Slow pay is a condition in which a revolving credit card account is repaid by making only the minimum payment for at least 6 consecutive months.
Slow pay is one of the least understood aspects of revolving credit. A credit card account can be hit with a slow pay classification by a card issuer if you fail to pay more than the minimum payment for an extended length of time.
There is no slow pay reporting on a credit report. Instead, it is simply an internal classification that some credit card issuers use to label credit card customers that fail to pay more than the minimum payment.
Slow pay penalties fall under the “any time for any reason” clause in which a credit card company may decide to raise an interest rate. These policies have come under question as the Federal Reserve has proposed to clamp down on “abusive” credit card practices.
This author first learned about slow pay penalties many years ago when paying off a couple of credit cards. While focusing on making accelerated payments to the card with the highest interest rate, only the minimum payment was made to the other card.

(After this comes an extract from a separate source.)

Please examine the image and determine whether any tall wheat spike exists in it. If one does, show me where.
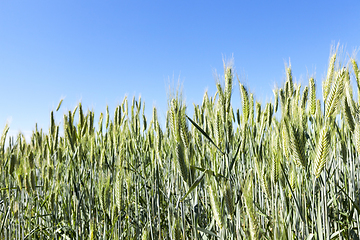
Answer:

At that time, the card with the lower rate raised the interest rate following six consecutive months of making on-time minimum payments. A phone call to the card issuer provided an explanation of the slow pay policy. In addition, the lender agreed to restore the original interest rate per my request.
The lesson learned is that a cardholder should always attempt to pay more than the minimum payment at least once every few months, even if trying to pay off another card first. Doing so could prevent the slow pay label and the higher interest rates that follow.